The full exploration process
When a brand would want to go all in to understand the actual driving implicit goals and possibly untapped implicit goals, this is what could be done
Qualitative research
· Expert judgment workshop with internal expert collecting all the brand knows and believe it could play a role
· aEEG audio feedback study on active implicit goals
· aEEG audio feedback study on active frustrations (=unmet implicit goals)
· deep psychology interviews
Quantitative research
· We can measure the association of implicit goals with the statement of being important in an IAT setting. This is not for finding the relevance in the market but to identify unmet implicit needs. If products today are not associated with this goal but it turns out to be important, its an opportunity for your brand.
Causal inference research
· Active implicit goals: run an IAT based study and let consumers assess different products from different brands on items representing implicit goals and purchase intention. Infer with Causal AI.
· Untapped implicit goals: Test perception of a product and purchase potential after showing new creative assets that are designed to speak to new untapped implicit goals. Infer with Causal AI.
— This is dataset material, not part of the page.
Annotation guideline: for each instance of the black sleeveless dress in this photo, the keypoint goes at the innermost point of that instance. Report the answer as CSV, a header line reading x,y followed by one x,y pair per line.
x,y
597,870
When T-Mobile USA reinvented itself in 2013 they did exactly this: Examined qualitative research and then conducted causal driver analysis to ultimately arrive at the “uncarrier strategy” that 4x the companies revenue in the years to come.
Let me summarize:
Success in building brands does not begin with positioning or advertising but with understanding the deeper, often implicit motives that drive human behavior. Companies like Apple and T-Mobile succeeded because they recognized unmet needs. Apple addresses --the frustration with complex, unattractive technology and T-Mobile tapping into customers’ desire for autonomy and liberation from dominant carriers. These needs operate largely in the intuitive mind (System 1), which means they must be uncovered through research rather than relying on what consumers consciously say.
Frameworks such as Maslow’s motive hierarchy and behavioral “accelerators” like the seven sins help identify potential drivers behind decisions. They can be complemented with functional, live style and identity oriented implicit goals. Those can be built based on domain knowledge and qualitative research.
The strategic task for any brand is therefore to determine which human motives are most relevant, which ones remain unmet in the market, and which the brand can credibly fulfill in a way that maximizes attraction. By combining qualitative exploration, implicit measurement methods like IAT, and causal AI analysis, companies can systematically reveal the motives that truly drive choice and build strategies around them—turning deep human needs into sustainable growth opportunities.